Malbec is often blended with other varieties such as Cabernet Franc,
Cabernet Sauvignon, Merlot, and Petit Verdot to make Bordeaux style
wines. Malbec and some such blends may present some health benefits.

Pinot Noir (Pee-know na-wahr)

One of the noblest red wine grapes. Pinot Noir is difficult to grow,
rarely blended, and with no roughness. It is grown mostly in the cooler
climates. Pinot Noir is a difficult variety to cultivate and transform into
wine. When young, wines made from pinot noir tend to have red fruit
aromas of cherries, raspberries and strawberries. As the wine ages, pinot
noir has the potential to develop more vegetal and “barnyard” aromas that
can contribute to the complexity of the wine.

Unlike Cabernet Sauvignon, the structure is delicate and fresh

Zinfandel (Zin-fan-dell)
Perhaps the world’s most versatile wine grape, making everything
from blush wine (White Zinfandel), to rich, heavy reds. Zinfandel is a
variety of black-skinned wine grape. The taste of the red wine depends on
the ripeness of the grapes from which it is made. Often a zesty flavor with
berry and pepper. Red berry fruit flavors like raspberry predominate in
wines from cooler areas, whereas blackberry, anise and pepper notes are
more common in wines in warmer areas and in wines made from the earlier
Primitivo ripening.
Sangiovese (San-gee-oh-ve-zee)
Sangiovese is a red Italian wine grape variety that derives its name
from the Latin sanguis Jovis, “the blood of Jupiter”.

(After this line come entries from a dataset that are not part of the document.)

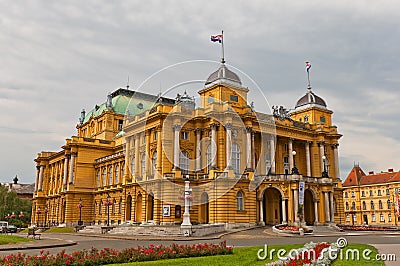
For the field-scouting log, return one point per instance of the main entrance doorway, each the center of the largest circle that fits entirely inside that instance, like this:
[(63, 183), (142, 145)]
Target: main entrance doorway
[(272, 206)]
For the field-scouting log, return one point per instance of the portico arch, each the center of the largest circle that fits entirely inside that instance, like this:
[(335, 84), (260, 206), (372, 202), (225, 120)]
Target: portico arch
[(309, 207), (272, 205)]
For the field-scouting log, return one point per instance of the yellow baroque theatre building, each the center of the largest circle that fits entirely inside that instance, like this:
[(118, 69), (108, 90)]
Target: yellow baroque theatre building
[(133, 153)]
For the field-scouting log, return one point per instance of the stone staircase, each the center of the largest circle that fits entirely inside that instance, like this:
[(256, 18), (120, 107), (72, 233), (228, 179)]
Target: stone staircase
[(325, 229), (159, 231)]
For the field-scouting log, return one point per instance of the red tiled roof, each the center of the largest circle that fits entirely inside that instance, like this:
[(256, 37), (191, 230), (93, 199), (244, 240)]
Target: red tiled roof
[(358, 177)]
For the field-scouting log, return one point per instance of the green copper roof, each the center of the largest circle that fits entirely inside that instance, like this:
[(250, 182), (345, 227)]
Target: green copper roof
[(124, 100)]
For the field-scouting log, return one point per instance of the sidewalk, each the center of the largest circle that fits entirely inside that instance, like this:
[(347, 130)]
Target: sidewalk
[(385, 249), (42, 243)]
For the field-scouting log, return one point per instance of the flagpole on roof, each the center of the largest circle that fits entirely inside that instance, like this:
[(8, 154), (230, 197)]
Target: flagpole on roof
[(222, 42), (308, 66)]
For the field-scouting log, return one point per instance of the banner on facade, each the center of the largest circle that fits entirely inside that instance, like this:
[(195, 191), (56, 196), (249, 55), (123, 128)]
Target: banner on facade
[(301, 192)]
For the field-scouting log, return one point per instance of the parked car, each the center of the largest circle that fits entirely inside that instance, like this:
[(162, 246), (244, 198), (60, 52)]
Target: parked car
[(11, 228)]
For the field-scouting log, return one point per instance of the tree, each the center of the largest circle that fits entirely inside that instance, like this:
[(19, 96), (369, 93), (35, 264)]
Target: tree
[(11, 208)]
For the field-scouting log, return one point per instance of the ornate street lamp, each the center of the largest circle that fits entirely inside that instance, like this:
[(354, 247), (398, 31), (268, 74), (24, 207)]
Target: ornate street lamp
[(325, 172), (46, 210), (108, 203), (295, 171), (38, 212), (20, 215), (80, 205)]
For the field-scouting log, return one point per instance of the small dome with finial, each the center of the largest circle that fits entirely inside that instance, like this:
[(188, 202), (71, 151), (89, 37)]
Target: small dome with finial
[(309, 100)]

Young Sangiovese has fresh fruity flavors of strawberry and little

spiciness, but it readily takes on oaky, even tarry flavors when aged in
barrels. While not as aromatic as other red wine varieties such as Pinot
Noir, Cabernet Saugvinon, and Syrah, Sangiovese often has a flavor profile
of sour red cherries with earthy aromas and tea leaf notes. Wines made
from Sangiovese usually have medium-plus tannins and high acidity.

Barbera (Bar-bear-a)
Barbera is a red Italian wine grape variety that, as of 2000, was the
third most-planted red grape variety in Italy. It produces good yields and
is known for deep color, full body, low tannins and high levels of acid.

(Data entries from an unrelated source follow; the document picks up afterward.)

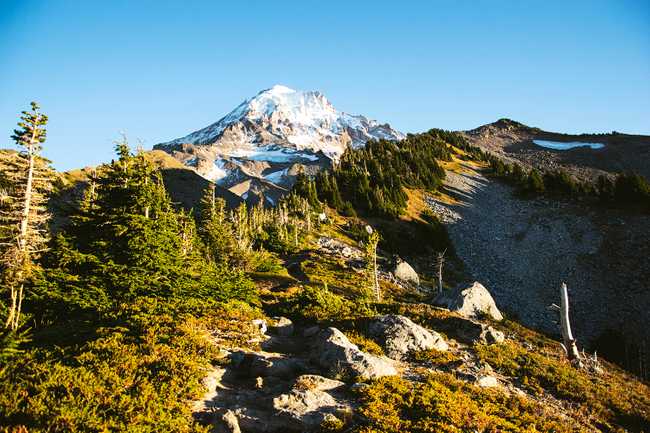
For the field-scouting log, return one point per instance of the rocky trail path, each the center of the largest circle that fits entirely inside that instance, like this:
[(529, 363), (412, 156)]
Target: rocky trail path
[(294, 378)]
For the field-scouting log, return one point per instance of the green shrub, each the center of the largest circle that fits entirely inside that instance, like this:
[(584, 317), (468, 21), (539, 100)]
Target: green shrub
[(444, 404), (608, 398), (366, 344), (436, 357), (319, 304)]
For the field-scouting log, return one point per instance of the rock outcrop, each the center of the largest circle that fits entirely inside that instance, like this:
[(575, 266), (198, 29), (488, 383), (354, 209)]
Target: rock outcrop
[(473, 302), (400, 336), (310, 401), (334, 353), (405, 272)]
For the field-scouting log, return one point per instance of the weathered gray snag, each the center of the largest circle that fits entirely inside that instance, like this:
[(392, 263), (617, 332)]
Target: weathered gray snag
[(440, 262), (570, 347)]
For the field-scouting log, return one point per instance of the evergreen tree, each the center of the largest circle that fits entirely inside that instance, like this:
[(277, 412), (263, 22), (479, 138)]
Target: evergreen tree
[(216, 231), (23, 212)]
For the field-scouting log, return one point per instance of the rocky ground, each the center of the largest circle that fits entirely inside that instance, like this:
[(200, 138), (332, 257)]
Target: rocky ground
[(523, 249), (298, 377), (513, 141)]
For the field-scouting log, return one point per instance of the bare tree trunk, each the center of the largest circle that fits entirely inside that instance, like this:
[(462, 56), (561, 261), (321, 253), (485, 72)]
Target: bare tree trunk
[(569, 345), (441, 261), (375, 278), (24, 220), (13, 318)]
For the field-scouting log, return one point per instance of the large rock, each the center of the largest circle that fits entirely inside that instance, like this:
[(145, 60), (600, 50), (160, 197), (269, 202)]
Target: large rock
[(262, 364), (401, 336), (333, 352), (473, 302), (308, 404), (405, 272), (282, 326)]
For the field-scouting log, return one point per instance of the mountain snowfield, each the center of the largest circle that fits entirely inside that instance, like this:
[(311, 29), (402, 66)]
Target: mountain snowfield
[(257, 149)]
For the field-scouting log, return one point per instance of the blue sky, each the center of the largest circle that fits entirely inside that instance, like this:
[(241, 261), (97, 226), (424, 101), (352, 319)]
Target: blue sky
[(157, 70)]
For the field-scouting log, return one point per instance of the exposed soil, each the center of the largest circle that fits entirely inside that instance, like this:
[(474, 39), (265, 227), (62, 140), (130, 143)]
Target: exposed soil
[(512, 140), (521, 250)]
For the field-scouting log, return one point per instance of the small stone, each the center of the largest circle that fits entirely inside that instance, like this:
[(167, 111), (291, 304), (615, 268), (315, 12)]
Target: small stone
[(230, 422), (401, 336), (311, 331), (487, 382), (492, 336), (260, 324), (283, 326)]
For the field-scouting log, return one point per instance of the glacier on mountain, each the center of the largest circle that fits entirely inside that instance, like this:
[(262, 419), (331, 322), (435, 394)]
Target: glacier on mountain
[(279, 130)]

Not as popular as Merlot but with similar attributes. When young,

the wine offers a very intense aroma of fresh red cherries and blackberries.
In the lightest versions, notes of cherries, raspberries and blueberries and
with notes of blackberry and black cherries in wines made of more ripe
grapes. The lightest versions are generally known for flavors and aromas
of fresh fruit and dried fruits and are not recommended for cellaring.
Wines with better balance between acid and fruit, often with the addition
of oak and having a high alcohol content are more capable of cellaring.